Big cable operators lost more than 500,000 subscribers during the third quarter, renewing fears among cable execs of mass “cord cutting,” or consumers canceling their pay TV subscriptions, perhaps to watch TV online.

The drop comes on top of SNL Kagan reporting this summer that the U.S. multichannel TV industry in the second quarter posted its first-ever quarterly subscriber loss.

But most on Wall Street argue that the weak housing market and sluggish economy — rather than young folks favoring cheaper online alternatives — have driven the recent trend, as well as the end of promotions during the digital TV transition last summer.

“Consumers who were shell-shocked last year are still pulling back their spending,” says Miller Tabak analyst David Joyce, allowing that the young and tech-savvy increasingly choose broadband alternatives over traditional services.

On the bright side, DirecTV and telecom companies signed up more subscribers during the third quarter (despite declines from Dish Network).
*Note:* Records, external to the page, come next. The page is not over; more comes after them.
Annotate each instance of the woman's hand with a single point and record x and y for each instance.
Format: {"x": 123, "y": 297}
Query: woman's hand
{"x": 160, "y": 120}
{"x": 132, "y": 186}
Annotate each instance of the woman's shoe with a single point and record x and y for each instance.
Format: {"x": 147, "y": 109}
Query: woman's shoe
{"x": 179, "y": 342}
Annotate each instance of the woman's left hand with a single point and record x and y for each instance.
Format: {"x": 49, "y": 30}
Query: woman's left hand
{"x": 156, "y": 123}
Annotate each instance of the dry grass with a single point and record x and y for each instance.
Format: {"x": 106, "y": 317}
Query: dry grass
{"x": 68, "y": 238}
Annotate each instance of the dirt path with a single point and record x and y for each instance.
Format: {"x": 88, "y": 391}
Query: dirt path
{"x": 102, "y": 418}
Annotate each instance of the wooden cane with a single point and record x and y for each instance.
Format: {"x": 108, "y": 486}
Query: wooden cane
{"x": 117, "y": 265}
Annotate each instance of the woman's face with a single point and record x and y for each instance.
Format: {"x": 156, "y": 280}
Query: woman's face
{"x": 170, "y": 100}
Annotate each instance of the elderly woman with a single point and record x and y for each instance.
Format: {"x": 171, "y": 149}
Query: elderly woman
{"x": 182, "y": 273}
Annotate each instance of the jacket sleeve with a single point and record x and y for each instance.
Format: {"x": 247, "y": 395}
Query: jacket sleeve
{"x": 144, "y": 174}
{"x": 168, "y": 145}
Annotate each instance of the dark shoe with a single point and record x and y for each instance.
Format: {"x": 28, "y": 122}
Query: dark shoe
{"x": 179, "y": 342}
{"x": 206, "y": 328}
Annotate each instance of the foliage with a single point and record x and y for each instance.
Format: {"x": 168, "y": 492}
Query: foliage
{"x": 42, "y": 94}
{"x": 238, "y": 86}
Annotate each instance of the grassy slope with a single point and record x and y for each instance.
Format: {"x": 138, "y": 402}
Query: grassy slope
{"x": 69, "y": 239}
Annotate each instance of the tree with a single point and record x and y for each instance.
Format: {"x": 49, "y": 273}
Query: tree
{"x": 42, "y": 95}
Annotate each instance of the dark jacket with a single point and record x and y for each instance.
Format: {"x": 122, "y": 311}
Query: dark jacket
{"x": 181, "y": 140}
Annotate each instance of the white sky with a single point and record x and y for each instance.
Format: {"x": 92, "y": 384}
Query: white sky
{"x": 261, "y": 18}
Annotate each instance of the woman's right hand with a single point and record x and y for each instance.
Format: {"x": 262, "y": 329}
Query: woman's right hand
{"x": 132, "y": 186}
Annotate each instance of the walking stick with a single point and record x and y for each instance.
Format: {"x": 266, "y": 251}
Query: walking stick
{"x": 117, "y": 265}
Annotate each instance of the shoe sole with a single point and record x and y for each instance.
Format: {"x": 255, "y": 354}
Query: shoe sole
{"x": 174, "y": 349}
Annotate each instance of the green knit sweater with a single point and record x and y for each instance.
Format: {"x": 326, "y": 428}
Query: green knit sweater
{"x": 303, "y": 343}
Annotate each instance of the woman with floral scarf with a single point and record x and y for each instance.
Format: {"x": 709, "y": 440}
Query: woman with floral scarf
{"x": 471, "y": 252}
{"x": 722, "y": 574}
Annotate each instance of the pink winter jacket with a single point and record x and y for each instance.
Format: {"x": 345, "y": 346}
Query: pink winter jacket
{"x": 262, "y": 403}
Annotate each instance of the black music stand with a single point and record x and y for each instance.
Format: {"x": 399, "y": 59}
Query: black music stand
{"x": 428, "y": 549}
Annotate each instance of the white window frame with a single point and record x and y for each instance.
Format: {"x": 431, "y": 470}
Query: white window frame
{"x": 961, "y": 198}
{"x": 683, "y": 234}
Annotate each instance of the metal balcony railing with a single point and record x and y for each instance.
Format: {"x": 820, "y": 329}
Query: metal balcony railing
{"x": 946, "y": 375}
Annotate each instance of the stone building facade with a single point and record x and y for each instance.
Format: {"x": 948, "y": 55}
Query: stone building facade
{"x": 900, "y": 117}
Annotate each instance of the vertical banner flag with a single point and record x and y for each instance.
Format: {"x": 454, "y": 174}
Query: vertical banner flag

And Citadel Securities analyst Vijay Jayant says third-quarter subscriber results beat its estimates, and “video and [high-speed Internet customer momentum] actually accelerated from second-quarter levels.”

But Sanford C. Bernstein analyst Craig Moffett isn’t as optimistic about future growth, especially with increasing online offerings and the ever-present threat of piracy. Including results from such smaller and privately held cable firms as Cox Communications and those that have not yet announced their latest results, he predicts a decline of more than 100,000 video subscribers across the board.

“This kind of equivocal result [won’t] settle the cord-cutting debate,” Moffett says.